Comforting and wholesome, corn chowder served with a green salad makes a satisfying light supper. Stir in some cooked diced or shredded chicken if you crave more protein.
2 servings, 1 1/2 cups each
Active Time: 40 minutes |
Total Time: 40 minutes
2 slices bacon, chopped
1 tablespoon extra-virgin olive oil
1 small onion, finely chopped
4 cloves garlic, minced
1/2 teaspoon dried thyme
1/8 teaspoon salt
1/8 teaspoon freshly ground pepper
1 tablespoon all-purpose flour
1 14-ounce can reduced-sodium chicken broth
1/2 cup low-fat milk
1 cup fresh or frozen corn kernels
1 cup frozen diced hash brown potatoes
2 tablespoons chopped fresh chives
1 teaspoon lemon juice, or rice vinegar
Heat a medium saucepan over medium heat. Add bacon, and cook, stirring often, until crisp, 3 to 5 minutes. Transfer the bacon with a slotted spoon to a paper towel-lined plate to drain.
Add oil, onion, garlic, thyme, salt and pepper to the pot and stir to combine. Cover and cook, stirring occasionally, until the onion begins to brown and soften, about 3 minutes. Sprinkle flour over the onion mixture and stir to coat. Add broth and milk and bring to a simmer, whisking constantly. Add corn and potatoes, increase heat to medium-high and return to a simmer. Reduce heat to maintain a simmer and cook, stirring often, until the potatoes are tender, 4 to 5 minutes.

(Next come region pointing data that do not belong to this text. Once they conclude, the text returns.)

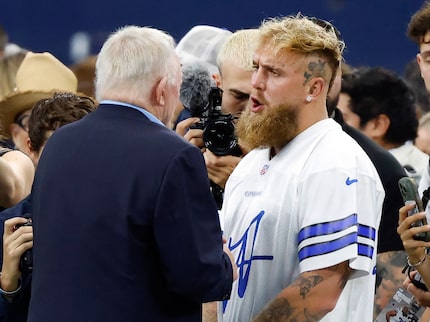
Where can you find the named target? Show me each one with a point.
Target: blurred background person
(46, 116)
(385, 107)
(422, 141)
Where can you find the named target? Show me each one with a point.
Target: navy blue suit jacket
(125, 227)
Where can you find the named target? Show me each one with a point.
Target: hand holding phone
(409, 190)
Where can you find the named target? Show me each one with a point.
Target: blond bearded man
(301, 210)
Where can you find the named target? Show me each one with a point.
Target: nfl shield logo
(264, 169)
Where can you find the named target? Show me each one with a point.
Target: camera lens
(219, 136)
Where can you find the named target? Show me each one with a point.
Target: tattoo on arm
(277, 310)
(281, 310)
(307, 283)
(315, 68)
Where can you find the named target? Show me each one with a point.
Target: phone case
(409, 190)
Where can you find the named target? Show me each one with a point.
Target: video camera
(218, 128)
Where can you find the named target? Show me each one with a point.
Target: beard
(273, 127)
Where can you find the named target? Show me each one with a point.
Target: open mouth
(256, 105)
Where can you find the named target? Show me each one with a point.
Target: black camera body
(26, 261)
(218, 128)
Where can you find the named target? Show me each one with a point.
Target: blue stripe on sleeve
(327, 247)
(327, 228)
(367, 232)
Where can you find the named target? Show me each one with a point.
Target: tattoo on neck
(315, 68)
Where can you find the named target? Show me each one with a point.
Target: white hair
(133, 59)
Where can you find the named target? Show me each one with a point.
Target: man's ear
(14, 130)
(316, 86)
(160, 92)
(217, 79)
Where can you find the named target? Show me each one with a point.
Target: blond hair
(305, 36)
(239, 47)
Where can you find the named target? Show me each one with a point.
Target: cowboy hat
(38, 77)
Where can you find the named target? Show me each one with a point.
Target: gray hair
(133, 59)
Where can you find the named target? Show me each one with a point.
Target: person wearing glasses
(45, 117)
(38, 76)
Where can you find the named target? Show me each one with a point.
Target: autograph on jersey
(246, 252)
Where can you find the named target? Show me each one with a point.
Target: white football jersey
(315, 204)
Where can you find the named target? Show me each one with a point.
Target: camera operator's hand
(194, 136)
(220, 167)
(414, 248)
(15, 243)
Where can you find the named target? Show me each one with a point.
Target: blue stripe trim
(327, 247)
(327, 228)
(365, 250)
(335, 245)
(367, 232)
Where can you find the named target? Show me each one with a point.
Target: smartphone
(409, 190)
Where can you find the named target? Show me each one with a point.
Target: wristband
(417, 264)
(10, 294)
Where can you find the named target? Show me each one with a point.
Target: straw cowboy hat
(39, 76)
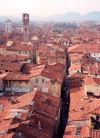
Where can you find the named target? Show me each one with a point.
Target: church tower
(25, 20)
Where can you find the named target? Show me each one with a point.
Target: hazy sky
(45, 8)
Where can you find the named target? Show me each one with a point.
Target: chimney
(39, 125)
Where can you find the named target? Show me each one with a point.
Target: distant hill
(71, 16)
(66, 17)
(95, 16)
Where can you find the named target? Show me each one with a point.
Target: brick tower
(25, 20)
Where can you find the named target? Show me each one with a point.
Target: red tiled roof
(95, 133)
(20, 48)
(17, 76)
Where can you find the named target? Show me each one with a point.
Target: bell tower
(25, 20)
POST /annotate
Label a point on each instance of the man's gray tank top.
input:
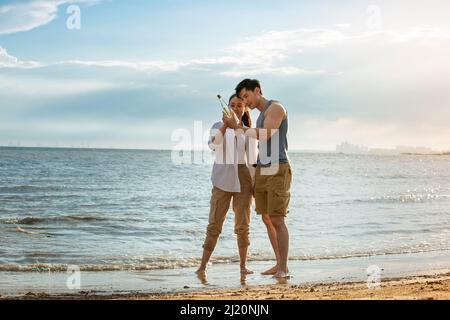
(265, 147)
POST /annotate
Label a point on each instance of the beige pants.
(220, 203)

Transfer 1 cup of the soup to a blender and puree until smooth. (Use caution when pureeing hot liquids; see Tip.) Return the pureed soup to the saucepan along with chives, lemon juice (or vinegar) and the cooked bacon.
Per serving :
17 g Fat;
5 g Sat;
9 g Mono;
15 mg Cholesterol;
38 g Carbohydrates;
12 g Protein;
4 g Fiber;
444 mg Sodium;
507 mg Potassium
212 Carbohydrate Serving
Exchanges: 2 starch, 1 vegetable, 3 fat
Tips & Notes
Make Ahead Tip: Cover and refrigerate for up to 3 days.